I stopped in Sears on the way home and ordered the washer/dryer unit I had been researching. It was an easy job for the salesman as I had been there before…but I asked him comparisons on two similar ones. Then I just picked the one I had figured I would, and we headed toward the cash register. Quick, easy sale.

He was giving me the info about the warranty, and they have a plan on right now where there is NO interest and you have a year to pay. I said, it was OK, we had money set aside for this. He brought it up one more time…in case I changed my mind…he said something…it’s sometimes good to keep the cash on hand if you have it, you never know. One thing led to another…and he was telling me how he lost his wife 6 years ago so he learned firsthand how unexpected things can happen. I suppose it might have ended there if I had just said…oh I am so sorry.

But of course, the revelation took my breath away, and I told him about Rebecca…also 6 years. He said his wife was 8 months pregnant…and he never got to see his daughter. He said the doc had given them a sonogram during the pregnancy and wrote on it..HI DAD. He said he had nightmares for several years…of that picture in the sonogram saying Bye, Dad. I told him about my awful nightmares when i couldn’t remember which of my four kids had died. We compared a lot of feelings in a short time.
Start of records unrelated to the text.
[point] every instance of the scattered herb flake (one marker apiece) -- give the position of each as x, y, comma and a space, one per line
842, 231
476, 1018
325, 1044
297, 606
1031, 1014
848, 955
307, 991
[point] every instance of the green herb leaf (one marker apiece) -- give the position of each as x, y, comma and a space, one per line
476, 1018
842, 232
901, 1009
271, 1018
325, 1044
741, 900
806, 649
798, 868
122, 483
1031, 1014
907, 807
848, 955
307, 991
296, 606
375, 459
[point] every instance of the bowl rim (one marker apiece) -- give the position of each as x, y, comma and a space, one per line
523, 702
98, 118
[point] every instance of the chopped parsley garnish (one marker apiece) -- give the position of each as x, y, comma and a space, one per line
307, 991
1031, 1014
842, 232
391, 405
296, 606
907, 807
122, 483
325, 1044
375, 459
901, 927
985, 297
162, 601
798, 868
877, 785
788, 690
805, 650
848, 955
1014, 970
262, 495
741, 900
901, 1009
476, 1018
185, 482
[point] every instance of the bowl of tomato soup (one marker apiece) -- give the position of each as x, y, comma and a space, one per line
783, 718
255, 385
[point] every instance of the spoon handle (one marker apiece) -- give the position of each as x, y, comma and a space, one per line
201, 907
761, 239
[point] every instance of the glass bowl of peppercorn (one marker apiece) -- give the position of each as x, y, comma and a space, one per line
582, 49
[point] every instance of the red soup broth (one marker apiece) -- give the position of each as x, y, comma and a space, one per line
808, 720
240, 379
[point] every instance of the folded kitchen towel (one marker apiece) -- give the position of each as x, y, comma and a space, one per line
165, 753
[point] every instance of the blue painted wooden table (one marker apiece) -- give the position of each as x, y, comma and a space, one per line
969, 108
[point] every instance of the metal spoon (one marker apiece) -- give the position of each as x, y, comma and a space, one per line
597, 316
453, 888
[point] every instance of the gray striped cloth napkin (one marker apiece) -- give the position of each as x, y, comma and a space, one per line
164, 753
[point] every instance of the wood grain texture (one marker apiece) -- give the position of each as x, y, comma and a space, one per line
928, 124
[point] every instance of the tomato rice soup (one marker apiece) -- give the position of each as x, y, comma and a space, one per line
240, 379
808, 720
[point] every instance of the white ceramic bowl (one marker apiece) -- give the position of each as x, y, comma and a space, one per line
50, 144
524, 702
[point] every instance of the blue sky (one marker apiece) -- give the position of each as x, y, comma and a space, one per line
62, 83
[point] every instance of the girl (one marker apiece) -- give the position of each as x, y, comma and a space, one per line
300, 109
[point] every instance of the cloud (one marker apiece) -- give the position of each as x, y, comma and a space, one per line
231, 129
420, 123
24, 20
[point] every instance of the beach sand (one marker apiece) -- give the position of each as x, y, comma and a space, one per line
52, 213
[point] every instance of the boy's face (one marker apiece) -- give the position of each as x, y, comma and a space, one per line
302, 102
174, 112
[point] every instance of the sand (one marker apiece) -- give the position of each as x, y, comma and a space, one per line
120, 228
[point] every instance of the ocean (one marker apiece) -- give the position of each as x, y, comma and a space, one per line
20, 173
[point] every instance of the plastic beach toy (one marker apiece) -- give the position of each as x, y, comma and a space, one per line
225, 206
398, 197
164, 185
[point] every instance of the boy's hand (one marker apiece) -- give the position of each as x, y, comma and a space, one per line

He said he thinks we don’t realize how many people carry awful things like that..but we don’t talk about them so you end up feeling even worse. Needless to say…when the transaction was finished and we shook hands, it was a four handed shake, both of us clinging to each others hands…with …”good lucks.”

Funny, if it had been a woman, we probably would have hugged. Somehow standing in Sears appliance department, I didn’t think it would be right to be hugging the salesman….but that hugging has sort of become a symbolic gesture, I guess…when there is absolutely nothing to say and yet you have connected in such a powerful way by your separate tragedies, the wordless act of reaching out is the least and the most you can do.

And you realize that when someone reveals such things, it makes you feel less alone…even in the middle of Sears…two regular old people at Sears exposed their broken hearts and will be touched by the experience more than anyone will ever know.